Kelly Clarkson new album sales are OK but not great
“American Idol’s” first champ, Kelly Clarkson, returned to the top of the U.S. pop charts with her new album "All I Ever Wanted" bowing at No. 1, an encouraging start after disappointing sales of her last 2007 effort, “My December.” The new album sold 255,000 copies in its first week in stores in the U.S., according to Nielsen SoundScan data released to Billboard.
While the new album falls short of the first-week figures of “December,” which bowed with 291,000 copies, “All I Ever Wanted” is in line with Clarkson's first-week sales history, suggesting fans weren’t permanently put off by the rough publicity surrounding her previous work and canceled 2007 tour dates.

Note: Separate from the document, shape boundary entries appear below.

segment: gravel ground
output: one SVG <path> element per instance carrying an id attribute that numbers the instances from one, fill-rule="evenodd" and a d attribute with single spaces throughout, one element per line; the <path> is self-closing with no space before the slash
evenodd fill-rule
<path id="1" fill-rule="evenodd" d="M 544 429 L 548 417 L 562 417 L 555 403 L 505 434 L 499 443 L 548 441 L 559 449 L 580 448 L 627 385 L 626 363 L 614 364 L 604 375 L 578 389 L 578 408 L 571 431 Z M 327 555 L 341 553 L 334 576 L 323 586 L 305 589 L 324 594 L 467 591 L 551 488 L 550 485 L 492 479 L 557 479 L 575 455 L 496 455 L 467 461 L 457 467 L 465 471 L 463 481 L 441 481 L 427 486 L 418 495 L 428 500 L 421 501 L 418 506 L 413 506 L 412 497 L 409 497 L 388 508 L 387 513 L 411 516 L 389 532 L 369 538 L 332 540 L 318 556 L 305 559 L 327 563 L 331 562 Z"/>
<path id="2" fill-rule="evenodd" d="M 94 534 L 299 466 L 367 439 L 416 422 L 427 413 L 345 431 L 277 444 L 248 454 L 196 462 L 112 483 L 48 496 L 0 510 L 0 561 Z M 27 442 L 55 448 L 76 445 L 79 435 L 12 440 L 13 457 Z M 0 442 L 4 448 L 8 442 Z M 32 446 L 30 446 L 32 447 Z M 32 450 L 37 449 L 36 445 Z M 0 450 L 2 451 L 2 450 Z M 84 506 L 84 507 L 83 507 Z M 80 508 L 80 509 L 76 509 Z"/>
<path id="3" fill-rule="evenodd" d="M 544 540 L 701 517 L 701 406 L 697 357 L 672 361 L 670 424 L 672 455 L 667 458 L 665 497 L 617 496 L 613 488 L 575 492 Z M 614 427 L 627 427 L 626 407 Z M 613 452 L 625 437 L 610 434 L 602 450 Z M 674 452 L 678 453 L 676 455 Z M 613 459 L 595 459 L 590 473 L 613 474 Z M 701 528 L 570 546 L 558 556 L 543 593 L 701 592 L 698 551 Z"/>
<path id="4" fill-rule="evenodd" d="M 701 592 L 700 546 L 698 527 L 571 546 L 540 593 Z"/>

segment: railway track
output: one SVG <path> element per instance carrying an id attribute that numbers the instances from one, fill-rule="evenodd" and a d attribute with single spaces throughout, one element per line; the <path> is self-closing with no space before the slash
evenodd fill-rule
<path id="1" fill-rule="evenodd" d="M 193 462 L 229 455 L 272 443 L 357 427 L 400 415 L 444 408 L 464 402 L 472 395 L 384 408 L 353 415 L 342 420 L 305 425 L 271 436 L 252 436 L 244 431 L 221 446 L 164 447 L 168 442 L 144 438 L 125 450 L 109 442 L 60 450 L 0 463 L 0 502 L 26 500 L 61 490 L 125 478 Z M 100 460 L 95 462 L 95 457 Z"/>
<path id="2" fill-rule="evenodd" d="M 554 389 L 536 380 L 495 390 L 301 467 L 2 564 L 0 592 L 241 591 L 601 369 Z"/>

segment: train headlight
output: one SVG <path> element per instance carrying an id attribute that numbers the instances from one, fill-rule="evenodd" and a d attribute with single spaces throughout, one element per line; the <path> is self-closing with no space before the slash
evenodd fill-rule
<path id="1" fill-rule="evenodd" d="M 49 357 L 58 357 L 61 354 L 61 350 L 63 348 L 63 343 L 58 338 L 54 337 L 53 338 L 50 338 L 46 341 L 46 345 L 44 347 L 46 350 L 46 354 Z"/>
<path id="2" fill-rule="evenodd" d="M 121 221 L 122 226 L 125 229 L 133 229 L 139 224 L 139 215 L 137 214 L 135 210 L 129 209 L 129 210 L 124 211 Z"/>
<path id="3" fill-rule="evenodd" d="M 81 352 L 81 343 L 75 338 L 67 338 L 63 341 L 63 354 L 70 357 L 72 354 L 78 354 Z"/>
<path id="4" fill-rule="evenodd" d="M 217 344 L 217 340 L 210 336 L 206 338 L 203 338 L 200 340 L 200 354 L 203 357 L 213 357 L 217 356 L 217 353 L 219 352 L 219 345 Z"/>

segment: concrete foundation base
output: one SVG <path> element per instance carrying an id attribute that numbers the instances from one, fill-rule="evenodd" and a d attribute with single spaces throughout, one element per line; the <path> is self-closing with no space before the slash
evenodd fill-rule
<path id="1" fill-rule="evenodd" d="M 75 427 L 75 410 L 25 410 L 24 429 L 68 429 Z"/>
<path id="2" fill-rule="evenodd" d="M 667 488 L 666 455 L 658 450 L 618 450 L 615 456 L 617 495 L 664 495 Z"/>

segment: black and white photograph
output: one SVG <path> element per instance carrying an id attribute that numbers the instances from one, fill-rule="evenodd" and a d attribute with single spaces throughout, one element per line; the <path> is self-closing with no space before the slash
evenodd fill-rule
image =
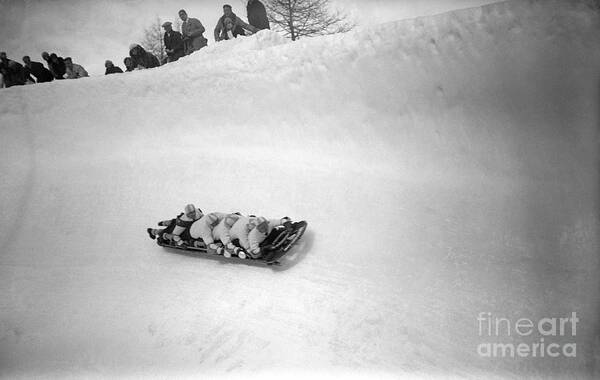
<path id="1" fill-rule="evenodd" d="M 600 378 L 600 0 L 0 0 L 0 379 Z"/>

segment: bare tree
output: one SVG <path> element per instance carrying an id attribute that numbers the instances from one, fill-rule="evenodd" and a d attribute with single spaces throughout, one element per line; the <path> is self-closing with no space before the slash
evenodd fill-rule
<path id="1" fill-rule="evenodd" d="M 144 30 L 144 39 L 142 40 L 142 46 L 154 54 L 156 58 L 162 64 L 164 59 L 167 57 L 165 52 L 165 41 L 163 39 L 162 21 L 160 17 L 156 16 L 156 20 Z"/>
<path id="2" fill-rule="evenodd" d="M 329 0 L 267 0 L 269 21 L 295 41 L 302 37 L 347 32 L 356 24 Z"/>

"All I Ever Wanted” has been positively received by critics, many who noted it represents a return to lighter pop-rock after the harder, more serious “December,” an album Clarkson released after a public dispute with her record label, RCA, over its direction.
"As long as someone like Kelly comes back with great material … the story’s a good story,” said Tom Corson, general manager of Sony BMG's RCA Music Group, the label that's releasing the album. "She’s proud of this record and focused on it, and that’s the news -- not what happened a few years ago.”
The release of “All I Ever Wanted” began with a highly targeted online media campaign three months ago. Beginning in December, RCA started posting artwork, song lyrics and audio clips relating to the new album on Clarkson's official website, treating each snippet as a mini event.
Then a bigger, more TV-focused leg of the marketing campaign kicked in last week. Clarkson returned to perform on “American Idol” and was the music guest on “Saturday Night Live.” This upcoming Friday, she’ll take the couch on “The Oprah Show,” a promotion that should help to prevent a major dip in second-week sales.
“All I Ever Wanted” carried a first-week price of $9.99 at mass retailers such as Best Buy, but will increase to $13.99 for its second week. Unlike many major releases these days, the album was not heavily discounted for online sales. Universal Music Group's Interscope Records, for example, sold “No Line” for $3.99 as a digital download during its first week of release earlier this month at Amazon.com.
“We don’t play that game,” said Corson, declining to elaborate.
Clarkson's fans, at least, were certainly eager for the album's lead single, “My Life Would Suck Without You,” which sold sold more than 1.15 million digital downloads and hit No. 1 when it was released in January. The song, slightly reminiscent of her 2004 breakout smash, "Since U Been Gone,” helped tee up album sales for "All I Ever Wanted."
So far, it looks as if RCA Music Group's marketing strategy is working, and sales of "All I Ever Wanted" will not be marred by the underperforming 2007 album.
“She certainly hit our first-week sales expectations,” said Chris Smith, a senior music buyer at Best Buy. “Her second week doesn’t look to be going the direction most records go from a trending perspective. She’s still maintaining a sales base that is higher than our expectations.”